Whatever happened to bold business leadership?

Here’s what the politically active folks in Texas business believe:

They believe that Texas is a Republican state. Fair enough.

They believe that their business interests are best served when they involve themselves in the political process, usually in a big way. Undeniably true.

They believe that if they hitched their wagons to Republican candidates, those candidates would have a better chance of winning elections, and as a result, those business people have a better opportunity to be heard in policy-making, since the candidates they support tend to win. So far, so good.

They believe that the stick works as well as the carrot: that when an officeholder fails to heed their advice on what is best for business, they can pour money into the campaign of their opponent, and the course can be corrected. Yup…standard operating procedure for a decade or more.

All fair enough, so far; it’s a system. And if you’re a politically active business person in Texas, you probably think it’s worked pretty well for you more times than not.

Except, oops. What are they going to do when Ted Cruz’s of the world defeat the David Dewhursts? How will they react when they wake up in early August and find out that everybody knows the emperor has no clothes?

How much clout do they believe they’ll have next January, when they walk into the Capitol building and begin talking with all those new members of the Texas legislature, who all got there because they defeated their business-backed Republican opponents in this year’s Republican primary elections? And how much respect will those new legislators have for business interests, knowing that despite all the money that Texas business poured into so many legislative campaigns, their candidates were easily defeated by the Tea Party inmates who took over the asylum?

So much has been written about the inability of Texas Democrats to be more effective in elections, and not without merit. But hardly anything has been written about the extent to which Texas business interests are losing their grip on the political party it birthed, nursed, educated, and raised as their own.

Elections don’t exist for the sake of political parties, nor do they exist for the sake of business’ ability to do business. They exist for the more well-rounded purpose of representing people. For too long, Texas businesses which have chosen to organize and participate in politics have ignored every aspect of the political process, except for the Republican primary process. They’ve assumed that what’s good for people is bad for their tax rate. They’ve paid little attention to long-term planning for success, too obsessed with the next fiscal quarterly report to the SEC. They’ve ignored their own business strategy of diversification, and have failed to diversify in the political process, instead betting it all on one team.
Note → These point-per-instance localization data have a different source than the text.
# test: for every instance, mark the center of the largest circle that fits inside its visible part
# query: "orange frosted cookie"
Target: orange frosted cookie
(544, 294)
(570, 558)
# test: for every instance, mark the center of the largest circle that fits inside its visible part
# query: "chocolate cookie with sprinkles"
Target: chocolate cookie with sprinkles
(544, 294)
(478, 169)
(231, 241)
And the likelihood that their interests are increasingly being pummeled by the ideologues elected on that team should be of grave concern to them.
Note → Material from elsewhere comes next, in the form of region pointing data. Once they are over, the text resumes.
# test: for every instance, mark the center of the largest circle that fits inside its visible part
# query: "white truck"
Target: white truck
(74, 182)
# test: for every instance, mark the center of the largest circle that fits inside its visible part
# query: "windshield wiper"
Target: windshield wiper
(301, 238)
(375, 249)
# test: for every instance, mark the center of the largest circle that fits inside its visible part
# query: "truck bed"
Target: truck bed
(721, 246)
Ideology aside, as the heart of things, what is good for business can be very good for people. It’s just common sense that the best economic development program for any family is a job. It has always been true that a trained and educated workforce is good for the economy. It is undeniable that a strong middle class is one which has plenty of cash to spend in the marketplace. It is common sense that an unhealthy workforce is an unproductive workforce.
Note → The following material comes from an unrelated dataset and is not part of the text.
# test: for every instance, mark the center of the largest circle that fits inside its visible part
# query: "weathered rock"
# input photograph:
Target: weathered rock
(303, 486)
So how did it come to pass that Texas business remains solidly behind the people who have devastated education funding, denied Texans affordable health care, and failed to fund a state infrastructure, both human and physical, which would best support its needs? How is it possible that Texas business continues to cower in fear at a governor who, purely for political and ideological reasons, stands in the way of literally billions and billions of health care dollars flowing into the state, to be spent and re-spent in the economy, and to make the state’s workforce significantly healthier?

If I were a 900 pound gorilla in the business community, I would quietly call a private summit of my peers. Once gathered, I would announce that anybody who arrived with their ideological baggage on their sleeve can immediately leave, with no hard feelings. And then I’d spend the rest of the weekend among the grown-ups, discussing how it could possibly be, when we’ve funded the lion’s share of political spending by those who have won most of the elections around here, that the things of highest priority to us are deemed unimportant by those in the political party that we built in the first place. We would discuss the fact that the things that best build an indestructible powerhouse economic future have somehow been thrown in the back seat with last week’s empty fast food wrappers, while we, along with the rest of Texans, are inflicted with never-ending babble about distractions having little or nothing to do with building a state or a country, and more to do with last Sunday’s church sermon.

And after that business summit, perhaps those titans of business would remember how to lead, instead of gamely following behind the ideologues who can’t even get a fact straight, much less lead a state with one of the largest economies on the planet.

Like I said, whatever happened to bold business leadership around here?